Hemp products have only been sold legally in the United States since 2021, the result of hemp being legalized as part of the 2018 Farm Bill. The thinking at the time was that hemp contained such minuscule amounts of THC that farmers could grow hemp again as a cash crop to make things like rope, fuel and horse feed.
But it didn’t take long for the cannabis industry to figure out how to tweak the chemical composition of hemp to make delta-8 tetrahydrocannabinol (THC) and other potent synthetic cannabinoids, which you can get high on.
The white paper, called The Great Hemp Hoax, examined the composition and potency of hemp products sold in two southern California counties, focusing on chemically synthesized cannabinoids. The results reveal the hemp market has evolved far beyond what lawmakers and regulators intended.
In an analysis of 104 hemp-based products from 68 brands, researchers found that 95 percent contain synthetic cannabinoids, which are illegal in California. These compounds are often far more potent than naturally occurring THC.
More than half of the tested products exceeded the federal 0.3 percent THC limit, technically classifying them as cannabis rather than hemp under federal law. In fact, researchers found that many of these products vastly exceeded THC potency limits imposed on regulated cannabis products.
Some hemp gummies contained up to 325 milligrams of synthetic THC per serving — which is way over the 10mg cap in California’s legal market.
You could also get high on hemp-derived vape products, which had an average THC equivalency level 268% above the state’s threshold for adult-use cannabis.
Some hemp products — such as Cheech & Chong’s “Kosmic Chews” — even contain psychoactive additives like kratom, while others include hallucinogenic mushrooms.
THE GREAT HEMP HOAX
“Much of what’s being sold as ‘hemp’ today isn’t hemp at all — it’s a cocktail of synthetic intoxicants and illicit THC masquerading as a natural, legal product. It's essentially the ultra-processed junk food of cannabis, but far more dangerous," said Tiffany Devitt, Director of Regulatory Affairs at Groundwork Holdings, which helped establish the cannabis industry in California and is trying to protect it from hemp competitors.

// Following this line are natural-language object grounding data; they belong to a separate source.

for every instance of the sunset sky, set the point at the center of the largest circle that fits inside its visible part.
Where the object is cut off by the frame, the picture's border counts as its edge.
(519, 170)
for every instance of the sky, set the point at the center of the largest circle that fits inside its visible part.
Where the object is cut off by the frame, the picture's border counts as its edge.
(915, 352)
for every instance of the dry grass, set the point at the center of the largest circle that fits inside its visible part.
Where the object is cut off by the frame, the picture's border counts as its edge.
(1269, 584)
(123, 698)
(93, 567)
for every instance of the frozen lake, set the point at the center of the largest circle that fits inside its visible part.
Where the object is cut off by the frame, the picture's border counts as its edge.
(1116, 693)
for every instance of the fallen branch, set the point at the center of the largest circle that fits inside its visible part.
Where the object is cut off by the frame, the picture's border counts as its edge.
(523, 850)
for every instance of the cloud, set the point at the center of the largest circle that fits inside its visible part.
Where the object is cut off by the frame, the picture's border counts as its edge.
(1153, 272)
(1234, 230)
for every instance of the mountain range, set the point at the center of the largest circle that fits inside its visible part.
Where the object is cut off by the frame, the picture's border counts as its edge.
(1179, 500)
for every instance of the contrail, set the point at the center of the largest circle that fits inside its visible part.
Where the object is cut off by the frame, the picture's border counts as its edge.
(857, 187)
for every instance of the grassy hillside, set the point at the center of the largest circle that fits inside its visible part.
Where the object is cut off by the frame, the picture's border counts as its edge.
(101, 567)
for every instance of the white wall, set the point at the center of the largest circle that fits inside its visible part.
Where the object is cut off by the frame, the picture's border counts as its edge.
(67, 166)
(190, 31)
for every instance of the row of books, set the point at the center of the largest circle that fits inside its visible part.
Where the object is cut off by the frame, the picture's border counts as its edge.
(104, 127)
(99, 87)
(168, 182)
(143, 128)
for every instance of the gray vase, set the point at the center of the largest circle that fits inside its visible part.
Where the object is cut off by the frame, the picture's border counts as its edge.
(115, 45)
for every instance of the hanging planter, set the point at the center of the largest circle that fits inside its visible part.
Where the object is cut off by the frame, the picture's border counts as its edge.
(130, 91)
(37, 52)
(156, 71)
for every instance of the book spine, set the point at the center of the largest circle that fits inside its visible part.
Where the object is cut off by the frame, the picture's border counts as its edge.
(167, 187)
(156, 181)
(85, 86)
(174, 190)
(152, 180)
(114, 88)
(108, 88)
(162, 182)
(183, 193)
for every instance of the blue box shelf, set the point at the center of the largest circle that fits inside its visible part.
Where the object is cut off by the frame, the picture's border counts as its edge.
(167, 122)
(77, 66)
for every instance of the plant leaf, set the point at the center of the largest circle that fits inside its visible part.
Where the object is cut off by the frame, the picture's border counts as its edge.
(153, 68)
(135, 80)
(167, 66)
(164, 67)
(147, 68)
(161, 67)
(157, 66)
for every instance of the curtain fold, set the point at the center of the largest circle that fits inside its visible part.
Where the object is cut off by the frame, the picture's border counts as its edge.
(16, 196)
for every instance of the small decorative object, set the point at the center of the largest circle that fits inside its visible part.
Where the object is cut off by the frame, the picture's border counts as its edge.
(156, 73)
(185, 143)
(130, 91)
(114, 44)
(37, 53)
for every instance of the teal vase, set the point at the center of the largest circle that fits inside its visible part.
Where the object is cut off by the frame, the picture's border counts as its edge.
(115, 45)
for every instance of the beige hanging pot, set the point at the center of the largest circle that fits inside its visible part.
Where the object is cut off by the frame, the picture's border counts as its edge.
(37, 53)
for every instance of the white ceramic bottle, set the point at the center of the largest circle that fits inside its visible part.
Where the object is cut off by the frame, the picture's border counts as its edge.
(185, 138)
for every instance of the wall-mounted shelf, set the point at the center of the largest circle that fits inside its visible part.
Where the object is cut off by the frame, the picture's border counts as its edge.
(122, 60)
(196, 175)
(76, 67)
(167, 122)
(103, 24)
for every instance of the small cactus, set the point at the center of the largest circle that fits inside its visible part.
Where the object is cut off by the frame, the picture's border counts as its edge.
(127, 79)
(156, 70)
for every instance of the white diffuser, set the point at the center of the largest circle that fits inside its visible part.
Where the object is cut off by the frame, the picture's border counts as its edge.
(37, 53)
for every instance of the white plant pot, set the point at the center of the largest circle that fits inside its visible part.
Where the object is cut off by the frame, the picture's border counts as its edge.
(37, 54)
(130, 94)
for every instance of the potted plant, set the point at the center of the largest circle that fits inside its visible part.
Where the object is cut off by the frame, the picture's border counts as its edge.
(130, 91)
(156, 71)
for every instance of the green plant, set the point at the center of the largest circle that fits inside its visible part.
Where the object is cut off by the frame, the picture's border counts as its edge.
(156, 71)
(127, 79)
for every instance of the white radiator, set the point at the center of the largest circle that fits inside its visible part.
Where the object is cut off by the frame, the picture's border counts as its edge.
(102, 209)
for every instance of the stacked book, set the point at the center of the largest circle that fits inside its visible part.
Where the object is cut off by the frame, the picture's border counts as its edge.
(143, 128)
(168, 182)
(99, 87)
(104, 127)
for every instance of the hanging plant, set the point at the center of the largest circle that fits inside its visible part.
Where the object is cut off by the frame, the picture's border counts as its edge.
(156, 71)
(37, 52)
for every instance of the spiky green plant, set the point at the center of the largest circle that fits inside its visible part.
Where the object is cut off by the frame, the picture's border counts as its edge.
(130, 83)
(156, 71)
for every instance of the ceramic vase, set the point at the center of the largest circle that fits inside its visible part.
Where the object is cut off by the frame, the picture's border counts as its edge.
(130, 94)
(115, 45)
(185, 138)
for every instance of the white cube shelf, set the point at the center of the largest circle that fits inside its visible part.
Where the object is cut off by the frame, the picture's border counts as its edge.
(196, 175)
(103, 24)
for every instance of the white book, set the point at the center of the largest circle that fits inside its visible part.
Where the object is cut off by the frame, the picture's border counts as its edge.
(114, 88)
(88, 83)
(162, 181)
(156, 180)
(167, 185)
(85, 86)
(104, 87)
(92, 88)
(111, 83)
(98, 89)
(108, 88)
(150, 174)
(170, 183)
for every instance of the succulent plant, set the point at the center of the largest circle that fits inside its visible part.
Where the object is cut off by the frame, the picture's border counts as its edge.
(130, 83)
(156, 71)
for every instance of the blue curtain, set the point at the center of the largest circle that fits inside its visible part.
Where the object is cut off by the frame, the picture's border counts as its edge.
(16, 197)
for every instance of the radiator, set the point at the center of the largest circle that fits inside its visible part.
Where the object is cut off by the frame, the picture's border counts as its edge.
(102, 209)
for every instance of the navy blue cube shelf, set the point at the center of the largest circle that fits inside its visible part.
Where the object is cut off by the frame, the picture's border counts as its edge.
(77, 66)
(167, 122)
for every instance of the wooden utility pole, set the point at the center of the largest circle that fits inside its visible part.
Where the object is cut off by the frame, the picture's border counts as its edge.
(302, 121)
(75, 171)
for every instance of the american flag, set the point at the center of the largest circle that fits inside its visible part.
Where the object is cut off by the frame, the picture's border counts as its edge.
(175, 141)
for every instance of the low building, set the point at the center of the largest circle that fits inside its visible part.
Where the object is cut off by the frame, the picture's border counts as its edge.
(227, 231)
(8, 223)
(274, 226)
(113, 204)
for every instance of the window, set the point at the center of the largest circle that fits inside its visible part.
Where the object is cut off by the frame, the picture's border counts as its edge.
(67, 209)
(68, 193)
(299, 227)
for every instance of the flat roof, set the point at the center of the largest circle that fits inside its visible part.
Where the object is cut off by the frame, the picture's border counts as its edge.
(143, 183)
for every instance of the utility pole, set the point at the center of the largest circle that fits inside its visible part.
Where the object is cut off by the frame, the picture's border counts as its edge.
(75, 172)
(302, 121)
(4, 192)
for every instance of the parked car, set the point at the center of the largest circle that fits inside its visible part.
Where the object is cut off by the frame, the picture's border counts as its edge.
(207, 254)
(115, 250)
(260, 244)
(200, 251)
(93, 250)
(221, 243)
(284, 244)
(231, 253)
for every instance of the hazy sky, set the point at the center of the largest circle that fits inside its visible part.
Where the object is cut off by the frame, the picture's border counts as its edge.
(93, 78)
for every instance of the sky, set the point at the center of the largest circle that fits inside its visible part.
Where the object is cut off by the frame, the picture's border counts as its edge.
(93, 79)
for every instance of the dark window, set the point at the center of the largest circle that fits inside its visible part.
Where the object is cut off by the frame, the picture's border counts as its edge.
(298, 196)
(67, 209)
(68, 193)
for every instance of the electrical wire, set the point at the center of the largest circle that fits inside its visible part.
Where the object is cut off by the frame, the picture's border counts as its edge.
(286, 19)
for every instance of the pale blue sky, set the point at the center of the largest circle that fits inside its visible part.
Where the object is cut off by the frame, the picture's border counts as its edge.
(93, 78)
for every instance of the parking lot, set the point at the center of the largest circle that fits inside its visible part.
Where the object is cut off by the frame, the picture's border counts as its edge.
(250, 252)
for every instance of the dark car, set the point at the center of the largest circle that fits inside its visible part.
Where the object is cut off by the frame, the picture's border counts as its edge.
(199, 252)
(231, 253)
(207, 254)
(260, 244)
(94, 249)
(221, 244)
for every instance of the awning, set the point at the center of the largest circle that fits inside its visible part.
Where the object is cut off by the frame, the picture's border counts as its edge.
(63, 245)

"These companies aren't just skirting regulations – they're putting consumers at serious risk with designer drugs that look a whole lot more like ‘Spice’ than natural hemp."
Devitt and other authors of the white paper believe the contamination is not accidental. They said that filtering out or reducing the amount of delta-8 or delta-9 THC in hemp products is inefficient and cost-prohibitive, incentivizing companies to not do it.
“Because of these inefficiencies, most so-called ‘hemp-derived’ THC products are, in reality, synthetic cannabis — reminiscent of illegal products like ‘Spice’ that flooded California a decade ago,” they wrote.
The lack of oversight also results in tax evasion. Over 90% of the hemp products analyzed were sold without collecting California’s sales tax, and none of the vendors paid the state’s cannabis excise tax.
“The failure to ensure tax accountability allows unregulated ‘hemp’ products to undercut the legal cannabis market while depriving the state of revenue meant for public health, environmental mitigation, and enforcement,” the authors concluded.
The white paper calls for all hemp products containing THC to be regulated as cannabis within California, to protect consumers and workers.
“These illicit operations aren’t just dangerous — they’re undercutting California’s regulated cannabis businesses and workers,” said Kristin Heidelbach, Legislative Director of the United Food and Commercial Workers Union, which helped pay for the white paper.
“While licensed cannabis businesses provide good union jobs and comply with strict labor standards, many synthetic ‘hemp’ producers manufacture out-of-state or import from overseas, dodging California’s labor laws and tax obligations.”
This isn’t just a California issue. A recent study found that nationwide sales of hemp products reached $2.8 billion in 2023. They are legally sold to minors in many U.S. states, even in those where cannabis is illegal. In 2023, about 11% of 12th graders said they had used hemp products containing Delta-8 THC.